List of stumbling blocks in Brescia
The list of the stumbling blocks in Brescia contains the stumbling blocks of the city of Brescia in Lombardy , reminiscent of the fate of the people from this region, from the Nazis , deported, were expelled or driven to suicide murdered. The Stolpersteine were laid by Gunter Demnig , whose name is in Italian: pietre d'inciampo .
On November 23, 2012 in Brescia - the first place in Lombardy - nine stumbling blocks were laid in memory of victims of racist and political deportations under the patronage of the Italian President . Further relocations took place on January 12, 2015.

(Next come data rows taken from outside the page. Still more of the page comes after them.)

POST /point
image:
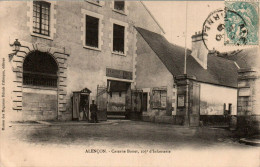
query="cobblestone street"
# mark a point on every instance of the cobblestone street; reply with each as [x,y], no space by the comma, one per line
[90,144]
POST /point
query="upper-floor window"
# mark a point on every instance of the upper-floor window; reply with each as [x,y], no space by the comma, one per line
[159,99]
[119,5]
[95,2]
[92,31]
[118,38]
[41,17]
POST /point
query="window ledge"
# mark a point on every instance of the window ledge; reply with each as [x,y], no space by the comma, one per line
[92,48]
[39,87]
[94,3]
[117,53]
[41,36]
[120,12]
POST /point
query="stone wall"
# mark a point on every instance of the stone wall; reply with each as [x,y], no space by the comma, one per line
[248,113]
[79,67]
[39,104]
[152,73]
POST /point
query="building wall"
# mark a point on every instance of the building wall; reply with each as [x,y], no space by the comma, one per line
[248,115]
[212,99]
[82,67]
[152,73]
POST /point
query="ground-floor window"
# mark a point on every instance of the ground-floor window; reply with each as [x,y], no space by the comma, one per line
[40,69]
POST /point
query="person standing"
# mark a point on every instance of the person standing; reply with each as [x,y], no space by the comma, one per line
[93,111]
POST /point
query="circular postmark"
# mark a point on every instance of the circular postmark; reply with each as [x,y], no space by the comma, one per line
[222,26]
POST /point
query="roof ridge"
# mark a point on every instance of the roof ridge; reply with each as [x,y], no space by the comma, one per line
[152,16]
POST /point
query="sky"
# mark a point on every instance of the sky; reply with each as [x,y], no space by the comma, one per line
[171,15]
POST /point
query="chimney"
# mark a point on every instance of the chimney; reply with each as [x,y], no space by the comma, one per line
[199,50]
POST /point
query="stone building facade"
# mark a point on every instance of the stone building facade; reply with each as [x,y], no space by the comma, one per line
[206,94]
[59,31]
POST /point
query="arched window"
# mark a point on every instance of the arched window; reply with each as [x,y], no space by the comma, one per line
[40,69]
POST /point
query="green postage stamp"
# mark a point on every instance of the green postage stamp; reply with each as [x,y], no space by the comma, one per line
[241,23]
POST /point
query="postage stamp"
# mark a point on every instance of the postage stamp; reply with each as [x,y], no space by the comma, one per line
[241,23]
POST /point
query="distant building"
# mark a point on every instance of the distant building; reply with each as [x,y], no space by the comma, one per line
[206,94]
[86,47]
[248,103]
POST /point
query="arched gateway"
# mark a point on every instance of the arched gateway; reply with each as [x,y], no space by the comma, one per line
[40,86]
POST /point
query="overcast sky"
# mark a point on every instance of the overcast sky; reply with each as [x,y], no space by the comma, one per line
[171,15]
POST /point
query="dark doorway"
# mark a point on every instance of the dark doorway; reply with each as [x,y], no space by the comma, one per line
[144,104]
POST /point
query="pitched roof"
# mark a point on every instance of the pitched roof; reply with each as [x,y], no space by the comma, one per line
[246,58]
[152,16]
[220,71]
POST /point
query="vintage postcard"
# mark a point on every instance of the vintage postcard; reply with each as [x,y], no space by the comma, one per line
[130,83]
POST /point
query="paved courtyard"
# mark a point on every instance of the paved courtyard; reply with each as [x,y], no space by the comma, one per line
[128,143]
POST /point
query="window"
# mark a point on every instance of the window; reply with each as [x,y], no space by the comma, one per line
[94,2]
[41,18]
[92,24]
[40,69]
[159,99]
[119,5]
[118,38]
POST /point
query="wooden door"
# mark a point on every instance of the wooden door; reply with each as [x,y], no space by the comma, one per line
[76,105]
[195,105]
[102,103]
[137,97]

Some of the tables can be sorted; the basic sorting is done alphabetically according to the family name.
Historical background
After Italy left the war, the city of Brescia was occupied by the German Wehrmacht on September 10, 1943. The SS security police moved into quarters in Via Panoramica and was headed from June 1944 and January 1945 by SS-Hauptsturmführer Erich Priebke , who had previously been involved in the massacre in the Ardeatine Caves in March 1944 . From December 1943, Brescia was also the seat of the Guardia Nazionale Repubblicana , the new fascist militia of the Saló regime . Immediately after the German occupation of Brescia, resistance was formed by communists, socialists, actionists and the Catholic Brigate Fiamme Verdi . Members of the Gruppo di Azione Patriottica carried out a series of attacks on facilities belonging to the German occupiers and Italian fascists in Brescia. The partisans also formed in three valleys north of Brescia, in Val Camonica , Val Sabbia and Val Trompia . After the murder of a member of the militia on November 13, 1943 in Brescia, SS units and fascists combed the houses in the old town, searched for numerous people who were accused of "anti-fascist activities" using prepared lists, and shot three men in Piazza Rovetta: Arnaldo Dall ' Angelo, Guglielmo Perinelli and Rolando Pezzagno. The German ambassador Rudolf Rahn telegraphed to the Foreign Office in Berlin that the corpses were deliberately left there until the next day, “to make the population aware of the consequences of the attacks on the fascists” (telegram of November 25, 1943). Most of the people arrested for political reasons were taken to Carcere Canton Mombello prison and interrogated. A number of executions followed in various parts of the city, including a. at the shooting range in the Castello.
![](https://upload.wikimedia.org/wikipedia/commons/thumb/4/44/Exterior_view_of_Fossoli_concentration_camp%2C_Italy_%281944%29.jpg/270px-Exterior_view_of_Fossoli_concentration_camp%2C_Italy_%281944%29.jpg)
Brescia had only a small Jewish community, and most of its members managed to escape before the Germans began arresting Jews in early December 1943. Most of them were foreign Jews who were arrested by the Nazi regime and deported to the Fossoli concentration camp . Out of 23, only two survived.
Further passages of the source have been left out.